Omnisys stellt den nächsten Schritt in der BRO™ CUAS-Mission zur Drohnenabwehr und Gefahrenabwehr vor

März 9, 2026

KI-gestützter digitaler Zwilling optimiert die Counter-UAS-Abdeckung, beseitigt tote Winkel und verhindert erfolgreiche UAS-Angriffe durch Missionsplanung und Missionsproben

Omnisys erweitert seine BRO™-Suite (Battle Resource Optimization) um eine CounterUnmanned Aircraft System (CUAS)-Missionsplanungsplattform der nächsten Generation, die die Abwehr von Drohnen von reaktiver Abfangung zu proaktiver, modellgesteuerter Prävention verlagert. Die aktuelle Lösung ist eine Weiterentwicklung des bewährten BRO-CUAS-Systems, das fortschrittliche Technologien nutzt, um operativen Anwendern ein tiefgreifendes Verständnis ihres Einsatzgebiets zu ermöglichen, wahrscheinliche UAS-Angriffswege zu antizipieren und die Missionseffektivität gegen kleine Drohnen, FPV-Angriffsplattformen und Loitering Munitions unter Verwendung bestehender CounterUAS-Ressourcen erheblich zu verbessern.

Unter Verwendung eines physikalisch genauen digitalen Zwillings des Gefechtsfeldes zeigt BRO™ CUAS Anflugkorridore in geringer Höhe und durch Gelände, Gebäude und Vegetation verursachte Abdeckungslücken auf und berechnet die tatsächlichen Erfassungs-, Verfolgungs- und Bekämpfungsbereiche für Sensoren und Effektoren. Dies ermöglicht es Planern, Schwachstellen zu identifizieren, tote Winkel zu schließen, kritische Standorte und Routen zu priorisieren und knappe Radare, HF-Sensoren, Störsender und Abfanggeräte dort einzusetzen, wo sie unter realen Gelände- und Frequenzbedingungen die größte operative Wirkung erzielen.

Die KI-gesteuerte Optimierungs-Engine der Plattform bewertet alternative Einsatzoptionen und Einsatzkonzepte und empfiehlt Vorgehensweisen, die die Abdeckung und die Abfangwahrscheinlichkeit verbessern und gleichzeitig gegenseitige Störungen und redundante Überschneidungen reduzieren. Die Plattform fungiert als unabhängiges Planungsinstrument zur Unterstützung missionskritischer Entscheidungen, das bestehende Kommando- und Kontroll- sowie Sensorsteuerungssysteme ergänzt und sich eher auf die Missionslogik und -optimierung als auf die Echtzeit-Gerätesteuerung konzentriert.

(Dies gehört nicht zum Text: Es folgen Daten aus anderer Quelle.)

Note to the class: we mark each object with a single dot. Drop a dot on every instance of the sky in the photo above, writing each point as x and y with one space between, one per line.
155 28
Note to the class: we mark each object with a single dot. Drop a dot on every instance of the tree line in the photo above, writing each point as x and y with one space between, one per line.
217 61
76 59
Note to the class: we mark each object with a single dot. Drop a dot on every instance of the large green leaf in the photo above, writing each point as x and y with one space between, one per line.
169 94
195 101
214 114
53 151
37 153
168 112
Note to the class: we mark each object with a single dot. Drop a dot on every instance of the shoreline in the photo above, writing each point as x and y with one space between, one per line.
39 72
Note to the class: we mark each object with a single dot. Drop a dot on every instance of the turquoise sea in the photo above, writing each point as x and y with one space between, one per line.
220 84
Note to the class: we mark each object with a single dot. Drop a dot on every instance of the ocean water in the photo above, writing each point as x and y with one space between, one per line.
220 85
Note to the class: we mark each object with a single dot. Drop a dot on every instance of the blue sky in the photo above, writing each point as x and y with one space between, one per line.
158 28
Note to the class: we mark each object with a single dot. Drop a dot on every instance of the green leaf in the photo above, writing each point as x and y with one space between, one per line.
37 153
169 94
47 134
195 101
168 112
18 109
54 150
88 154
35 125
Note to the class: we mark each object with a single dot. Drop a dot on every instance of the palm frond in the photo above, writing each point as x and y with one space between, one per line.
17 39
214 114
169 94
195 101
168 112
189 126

Durch die Modellierung des Einsatzverhaltens, der Einschränkungen und der Vorgehensweisen des Feindes unterstützt BRO™ CUAS das Verständnis der Mission – über das Missionsbewusstsein hinaus – und hilft den Kommandeuren, bessere und schnellere Entscheidungen zu treffen, um den intensiven Herausforderungen des dynamischen Gefechtsfeldes gerecht zu werden.

BRO™ CUAS ist vollständig herstellerunabhängig, sodass Kunden gemischte Flotten von Radargeräten, EO/IR-Sensoren, RF-Detektoren, Störsendern und kinetischen Effektoren verschiedener Anbieter sowie bekannte oder generische feindliche Systeme modellieren können. Benutzersensitive Leistungsparameter werden lokal über einen sicheren Konfigurator konfiguriert. Dadurch wird sichergestellt, dass alle vertraulichen oder geschützten Informationen über eigene Streitkräfte und feindliche Systeme unter der souveränen Kontrolle des Benutzers bleiben, während gleichzeitig eine genaue Modellierung, Simulation und Optimierung ohne Abhängigkeit von Dritten ermöglicht wird.

Über den aktuellen Einsatz hinaus unterstützt das System die Ausbildung, Einsatzbereitschaft und langfristige Streitkräfteentwicklung, indem es eine realistische Umgebung für komplexe Drohnenabwehrszenarien und datengestützte Nachbesprechungen bietet. Beschaffungs- und Streitkräfteentwicklungsbehörden können alternative CounterUAS-Architekturen bewerten und vergleichen, operative Kompromisse quantifizieren und die kostengünstigste Kombination von Sensoren und Effektoren für jedes Missionsprofil und jedes Budget ermitteln.